The Ukrainian industrial group, which funded the construction, plans to build 20 units in total. A senior official of the nation's national security council and former military leader, Rustem Umerov, declared they would be “critically important for preserving the survival of our military and supporting defenders on the battlefront.” The organization referred to the initiative as the “most ambitious and challenging” it had implemented since the enemy's invasion.

An example of the centre’s operating theatres.

The surgeon, explained certain injured soldiers had to wait hours or even days before they could be evacuated because of the threat of aerial attacks. “We had a pair of severely injured casualties who arrived at 3am. I had to perform a double amputation on a patient. His bleeding control device had been applied for so long there was no alternative.” What is his method with severe surgeries? “I’ve been medicine for 20 years. One must focus,” he said.

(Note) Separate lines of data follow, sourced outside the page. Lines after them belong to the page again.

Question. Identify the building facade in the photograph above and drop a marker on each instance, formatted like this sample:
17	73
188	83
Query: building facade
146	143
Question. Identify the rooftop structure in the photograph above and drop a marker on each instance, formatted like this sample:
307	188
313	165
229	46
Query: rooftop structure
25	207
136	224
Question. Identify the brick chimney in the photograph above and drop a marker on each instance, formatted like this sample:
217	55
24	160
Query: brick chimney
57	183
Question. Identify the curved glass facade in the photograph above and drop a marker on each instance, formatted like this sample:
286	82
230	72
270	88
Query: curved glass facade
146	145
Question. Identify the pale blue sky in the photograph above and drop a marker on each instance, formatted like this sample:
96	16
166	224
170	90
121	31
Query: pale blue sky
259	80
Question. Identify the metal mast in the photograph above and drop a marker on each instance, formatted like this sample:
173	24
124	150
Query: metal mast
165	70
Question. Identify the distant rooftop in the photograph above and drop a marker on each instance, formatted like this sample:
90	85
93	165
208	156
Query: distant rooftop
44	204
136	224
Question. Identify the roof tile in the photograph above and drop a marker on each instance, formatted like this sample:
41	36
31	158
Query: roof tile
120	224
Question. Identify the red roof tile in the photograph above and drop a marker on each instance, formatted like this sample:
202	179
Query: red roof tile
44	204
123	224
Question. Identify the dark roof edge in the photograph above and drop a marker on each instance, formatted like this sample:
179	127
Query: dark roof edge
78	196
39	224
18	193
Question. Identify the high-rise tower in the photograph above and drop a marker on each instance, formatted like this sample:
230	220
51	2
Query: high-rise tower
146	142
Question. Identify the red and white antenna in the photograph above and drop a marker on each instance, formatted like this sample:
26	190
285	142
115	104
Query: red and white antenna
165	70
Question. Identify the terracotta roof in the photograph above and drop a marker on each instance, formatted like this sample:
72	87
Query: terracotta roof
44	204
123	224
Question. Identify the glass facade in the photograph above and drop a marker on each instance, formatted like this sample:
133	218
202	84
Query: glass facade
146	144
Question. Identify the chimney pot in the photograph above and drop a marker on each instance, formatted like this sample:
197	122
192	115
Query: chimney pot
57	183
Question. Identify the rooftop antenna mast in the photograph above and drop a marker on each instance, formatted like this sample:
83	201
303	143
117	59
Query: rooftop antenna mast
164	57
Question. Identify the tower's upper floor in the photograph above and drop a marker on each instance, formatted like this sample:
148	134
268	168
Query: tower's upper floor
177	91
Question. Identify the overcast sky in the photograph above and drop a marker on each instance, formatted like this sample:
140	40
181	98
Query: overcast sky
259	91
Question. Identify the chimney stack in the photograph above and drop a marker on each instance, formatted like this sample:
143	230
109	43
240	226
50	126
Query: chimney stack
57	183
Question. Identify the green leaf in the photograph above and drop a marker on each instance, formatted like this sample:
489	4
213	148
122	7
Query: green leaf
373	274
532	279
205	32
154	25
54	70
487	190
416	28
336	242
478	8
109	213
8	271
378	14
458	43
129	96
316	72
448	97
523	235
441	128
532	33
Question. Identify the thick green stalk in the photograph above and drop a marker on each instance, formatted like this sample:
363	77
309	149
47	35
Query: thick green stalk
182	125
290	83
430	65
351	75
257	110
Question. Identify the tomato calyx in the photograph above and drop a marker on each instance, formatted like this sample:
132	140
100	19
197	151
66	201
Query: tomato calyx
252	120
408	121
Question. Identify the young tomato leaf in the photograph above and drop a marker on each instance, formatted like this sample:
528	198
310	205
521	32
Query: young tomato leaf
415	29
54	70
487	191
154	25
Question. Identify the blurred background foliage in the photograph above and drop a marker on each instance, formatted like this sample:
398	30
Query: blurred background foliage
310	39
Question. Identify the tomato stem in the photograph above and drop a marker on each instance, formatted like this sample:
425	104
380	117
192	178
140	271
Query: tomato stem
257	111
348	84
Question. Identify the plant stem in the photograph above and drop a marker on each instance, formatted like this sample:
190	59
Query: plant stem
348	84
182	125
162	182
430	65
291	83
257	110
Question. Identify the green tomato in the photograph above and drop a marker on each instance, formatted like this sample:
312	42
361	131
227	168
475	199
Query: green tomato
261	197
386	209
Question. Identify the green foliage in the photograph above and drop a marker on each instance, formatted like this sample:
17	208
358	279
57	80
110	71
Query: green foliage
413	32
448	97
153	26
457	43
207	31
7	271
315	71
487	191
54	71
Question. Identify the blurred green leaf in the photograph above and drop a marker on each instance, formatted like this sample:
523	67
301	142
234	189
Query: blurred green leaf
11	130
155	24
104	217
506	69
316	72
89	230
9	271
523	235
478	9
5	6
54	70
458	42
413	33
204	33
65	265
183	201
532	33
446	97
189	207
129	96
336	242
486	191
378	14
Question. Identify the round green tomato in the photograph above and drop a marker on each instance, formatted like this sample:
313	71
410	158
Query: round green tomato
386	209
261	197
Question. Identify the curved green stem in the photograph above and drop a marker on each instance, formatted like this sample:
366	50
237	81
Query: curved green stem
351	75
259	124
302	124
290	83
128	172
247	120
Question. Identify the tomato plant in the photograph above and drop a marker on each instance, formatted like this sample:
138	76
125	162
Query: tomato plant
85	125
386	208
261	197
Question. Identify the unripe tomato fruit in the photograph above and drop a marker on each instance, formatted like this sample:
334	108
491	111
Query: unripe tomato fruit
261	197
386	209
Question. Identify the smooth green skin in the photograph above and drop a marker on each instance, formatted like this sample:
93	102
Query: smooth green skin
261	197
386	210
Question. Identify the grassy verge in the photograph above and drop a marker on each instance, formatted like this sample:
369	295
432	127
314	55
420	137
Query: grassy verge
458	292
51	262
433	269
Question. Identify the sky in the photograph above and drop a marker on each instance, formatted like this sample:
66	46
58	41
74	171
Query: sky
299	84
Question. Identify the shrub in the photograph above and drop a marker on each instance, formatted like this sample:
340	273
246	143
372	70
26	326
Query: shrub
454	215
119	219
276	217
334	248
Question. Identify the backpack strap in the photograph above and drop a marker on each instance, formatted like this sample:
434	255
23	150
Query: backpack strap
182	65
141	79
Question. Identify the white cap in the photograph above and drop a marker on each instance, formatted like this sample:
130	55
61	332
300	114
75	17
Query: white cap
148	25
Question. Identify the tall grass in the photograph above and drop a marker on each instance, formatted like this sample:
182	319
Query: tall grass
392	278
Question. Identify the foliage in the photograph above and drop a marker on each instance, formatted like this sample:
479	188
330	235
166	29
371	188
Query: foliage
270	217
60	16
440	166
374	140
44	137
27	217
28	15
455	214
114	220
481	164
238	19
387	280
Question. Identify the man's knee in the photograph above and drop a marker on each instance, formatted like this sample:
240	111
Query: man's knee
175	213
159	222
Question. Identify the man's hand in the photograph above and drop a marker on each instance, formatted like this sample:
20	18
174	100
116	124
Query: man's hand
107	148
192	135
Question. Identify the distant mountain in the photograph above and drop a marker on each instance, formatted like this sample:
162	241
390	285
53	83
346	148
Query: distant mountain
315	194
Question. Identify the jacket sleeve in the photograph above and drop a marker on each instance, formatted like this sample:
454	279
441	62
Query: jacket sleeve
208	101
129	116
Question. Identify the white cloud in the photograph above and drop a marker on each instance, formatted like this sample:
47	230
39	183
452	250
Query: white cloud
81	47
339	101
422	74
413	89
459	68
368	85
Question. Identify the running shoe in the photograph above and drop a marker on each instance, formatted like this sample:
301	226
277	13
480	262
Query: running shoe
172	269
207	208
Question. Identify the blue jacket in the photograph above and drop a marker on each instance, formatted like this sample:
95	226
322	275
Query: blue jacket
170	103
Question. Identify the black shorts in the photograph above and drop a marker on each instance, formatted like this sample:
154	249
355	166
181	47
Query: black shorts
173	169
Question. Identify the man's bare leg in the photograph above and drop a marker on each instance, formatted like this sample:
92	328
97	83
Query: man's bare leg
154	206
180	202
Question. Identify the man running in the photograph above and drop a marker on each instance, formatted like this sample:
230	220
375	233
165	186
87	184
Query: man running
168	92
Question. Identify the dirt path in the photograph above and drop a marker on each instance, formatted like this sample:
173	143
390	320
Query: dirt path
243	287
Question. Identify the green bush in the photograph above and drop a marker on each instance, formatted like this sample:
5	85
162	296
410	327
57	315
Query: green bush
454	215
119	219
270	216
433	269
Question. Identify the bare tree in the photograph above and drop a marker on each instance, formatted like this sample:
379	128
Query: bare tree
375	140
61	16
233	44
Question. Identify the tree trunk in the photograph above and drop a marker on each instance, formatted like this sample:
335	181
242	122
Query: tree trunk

Medical assistants transported Mykolaichuk through the tunnel and into an emergency vehicle. The vehicle was parked under a bush. He and the other soldiers were transferred to the city of Dnipro for additional medical care. The underground hospital staff took a break. The facility's orange feline, the mascot, walked up to the doorway to await the next arrivals. “Our facility operates open 24 hours a day,” the surgeon stated. “It doesn’t stop.”

Andrew Smith
Andrew Smith

A certified fitness trainer and nature enthusiast, passionate about helping others achieve wellness through outdoor adventures.